As generous as these two recommendations may seem, they will not push Virginia above the current national average for teacher salaries. A 10% increase over the next two years will push Virginia above the national average in fiscal year 2020, but by the end of the fiscal year we will be in fiscal year 2024 and our ranking will drop. again. This is unacceptable for a state that ranks in the top 10 in many financial statistics.
Virginia’s final budget must provide for a 5% increase for both years of the biennium.
” Ultimately, the At-Risk Add On (ARAO) is the fairest funding formula Virginia uses to fund public education. ARAO takes into account the number and percentage of very poor students in each division and distributes the funding proportionately.
This is essential because a consensus of educational research shows that it costs more to educate a child who lives in poverty due to the additional barriers to learning they face. When you consider that Tazewell County spends $8,521 per student in state and local dollars on education while Falls Church spends $18,614 per student, and the average income for a Dickenson County family is 29 $142,000 when the average Loudoun County family income is $142,000, it’s easy to see why the At-Risk add-on is so important to rural school divisions and other high-poverty school divisions.

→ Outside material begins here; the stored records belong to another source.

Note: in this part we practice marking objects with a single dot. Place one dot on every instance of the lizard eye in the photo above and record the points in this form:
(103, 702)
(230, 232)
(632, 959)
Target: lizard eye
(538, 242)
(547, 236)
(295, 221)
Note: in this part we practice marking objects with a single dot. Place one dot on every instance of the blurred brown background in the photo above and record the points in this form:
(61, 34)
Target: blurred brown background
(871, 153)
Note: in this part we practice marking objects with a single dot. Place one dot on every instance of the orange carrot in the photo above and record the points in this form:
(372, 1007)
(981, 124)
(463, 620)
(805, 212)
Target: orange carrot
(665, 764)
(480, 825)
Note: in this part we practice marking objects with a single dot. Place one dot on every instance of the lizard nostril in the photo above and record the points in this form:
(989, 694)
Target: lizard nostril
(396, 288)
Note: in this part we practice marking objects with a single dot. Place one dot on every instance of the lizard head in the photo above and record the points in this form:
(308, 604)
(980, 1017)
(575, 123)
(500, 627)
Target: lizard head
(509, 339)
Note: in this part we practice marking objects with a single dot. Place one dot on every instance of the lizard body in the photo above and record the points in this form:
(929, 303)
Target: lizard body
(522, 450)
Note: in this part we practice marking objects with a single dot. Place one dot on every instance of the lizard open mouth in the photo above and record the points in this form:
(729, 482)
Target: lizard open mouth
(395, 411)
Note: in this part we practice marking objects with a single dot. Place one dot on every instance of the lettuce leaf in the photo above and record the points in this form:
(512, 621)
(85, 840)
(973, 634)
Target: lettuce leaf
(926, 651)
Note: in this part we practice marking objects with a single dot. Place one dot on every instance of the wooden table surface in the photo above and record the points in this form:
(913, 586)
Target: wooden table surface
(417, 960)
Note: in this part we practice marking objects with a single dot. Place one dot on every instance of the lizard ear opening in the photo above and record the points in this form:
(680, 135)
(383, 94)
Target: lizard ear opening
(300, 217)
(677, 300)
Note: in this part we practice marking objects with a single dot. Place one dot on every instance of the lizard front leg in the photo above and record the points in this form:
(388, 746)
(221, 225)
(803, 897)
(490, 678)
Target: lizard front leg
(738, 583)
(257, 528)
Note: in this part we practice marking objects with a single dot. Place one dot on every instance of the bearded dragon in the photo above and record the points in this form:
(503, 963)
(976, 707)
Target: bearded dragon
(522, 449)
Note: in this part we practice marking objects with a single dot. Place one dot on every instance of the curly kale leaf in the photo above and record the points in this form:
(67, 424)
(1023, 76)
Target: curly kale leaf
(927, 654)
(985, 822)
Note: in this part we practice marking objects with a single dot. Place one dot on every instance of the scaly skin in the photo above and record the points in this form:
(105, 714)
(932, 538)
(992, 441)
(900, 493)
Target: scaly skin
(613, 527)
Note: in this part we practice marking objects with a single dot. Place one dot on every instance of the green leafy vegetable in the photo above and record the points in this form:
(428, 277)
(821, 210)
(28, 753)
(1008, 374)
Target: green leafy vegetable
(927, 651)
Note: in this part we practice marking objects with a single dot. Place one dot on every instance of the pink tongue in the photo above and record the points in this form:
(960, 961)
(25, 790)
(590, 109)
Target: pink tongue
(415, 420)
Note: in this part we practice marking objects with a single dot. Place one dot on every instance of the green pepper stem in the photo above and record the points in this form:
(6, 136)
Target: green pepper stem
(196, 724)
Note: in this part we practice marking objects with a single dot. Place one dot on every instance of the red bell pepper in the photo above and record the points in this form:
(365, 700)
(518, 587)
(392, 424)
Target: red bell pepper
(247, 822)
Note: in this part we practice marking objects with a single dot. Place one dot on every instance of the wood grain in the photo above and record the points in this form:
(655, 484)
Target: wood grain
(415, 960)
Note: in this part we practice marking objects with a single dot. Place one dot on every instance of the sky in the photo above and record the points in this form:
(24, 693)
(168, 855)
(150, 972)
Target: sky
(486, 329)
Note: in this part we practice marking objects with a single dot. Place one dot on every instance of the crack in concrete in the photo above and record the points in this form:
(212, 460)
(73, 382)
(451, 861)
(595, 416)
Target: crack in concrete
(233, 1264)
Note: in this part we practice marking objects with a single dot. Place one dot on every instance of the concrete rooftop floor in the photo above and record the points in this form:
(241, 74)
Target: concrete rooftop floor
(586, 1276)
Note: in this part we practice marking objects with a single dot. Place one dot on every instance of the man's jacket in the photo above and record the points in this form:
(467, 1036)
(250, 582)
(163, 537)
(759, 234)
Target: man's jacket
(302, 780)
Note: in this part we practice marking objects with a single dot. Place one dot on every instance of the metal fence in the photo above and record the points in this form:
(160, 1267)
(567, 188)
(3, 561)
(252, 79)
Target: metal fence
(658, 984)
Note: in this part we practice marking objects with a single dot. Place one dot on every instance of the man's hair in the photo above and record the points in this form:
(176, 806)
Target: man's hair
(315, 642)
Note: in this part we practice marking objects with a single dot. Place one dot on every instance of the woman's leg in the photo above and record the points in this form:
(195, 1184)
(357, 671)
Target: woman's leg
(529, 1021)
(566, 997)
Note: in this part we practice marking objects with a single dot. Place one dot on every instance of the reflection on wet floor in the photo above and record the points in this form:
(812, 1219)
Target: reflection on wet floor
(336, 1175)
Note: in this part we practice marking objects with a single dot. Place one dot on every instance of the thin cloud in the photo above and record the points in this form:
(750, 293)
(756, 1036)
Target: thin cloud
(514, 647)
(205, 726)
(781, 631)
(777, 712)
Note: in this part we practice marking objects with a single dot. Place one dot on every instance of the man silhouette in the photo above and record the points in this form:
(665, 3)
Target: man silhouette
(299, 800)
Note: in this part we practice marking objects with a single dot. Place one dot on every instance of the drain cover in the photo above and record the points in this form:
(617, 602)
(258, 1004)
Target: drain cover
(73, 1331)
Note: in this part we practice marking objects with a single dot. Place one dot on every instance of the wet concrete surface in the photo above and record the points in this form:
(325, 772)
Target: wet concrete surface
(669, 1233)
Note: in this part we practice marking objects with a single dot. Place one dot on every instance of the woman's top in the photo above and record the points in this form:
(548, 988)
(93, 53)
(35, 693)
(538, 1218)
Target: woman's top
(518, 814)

Accordingly, it is imperative that the final budget include the Senate’s recommendation to increase the at-risk supplement, which was nearly $210 million higher than what the House had proposed. To do otherwise will only exacerbate the already unreasonable funding gap between very poor and affluent school divisions.
The current General Assembly is expected to break records in education funding. As we saw recently at the Winter Olympics, records are broken every day.
Instead of aiming to set a new record, I implore the General Assembly, and budget speakers in particular, to aim even higher. Rural school divisions and other high-poverty school divisions have been neglected for too long in Virginia.
By providing both grants and rebates for school infrastructure, increasing teacher salaries by 10%, and closing the funding gap between affluent and very poor schools by investing in the At-Risk add-on , this General Assembly will not only break records, but they will leave a lasting legacy that will be remembered for decades.
In addition to being Superintendent of Schools in Bristol, Virginia, Perrigan is President of the Coalition of Small Rural Schools of Virginia and a member of the Commission on School Building and Modernization.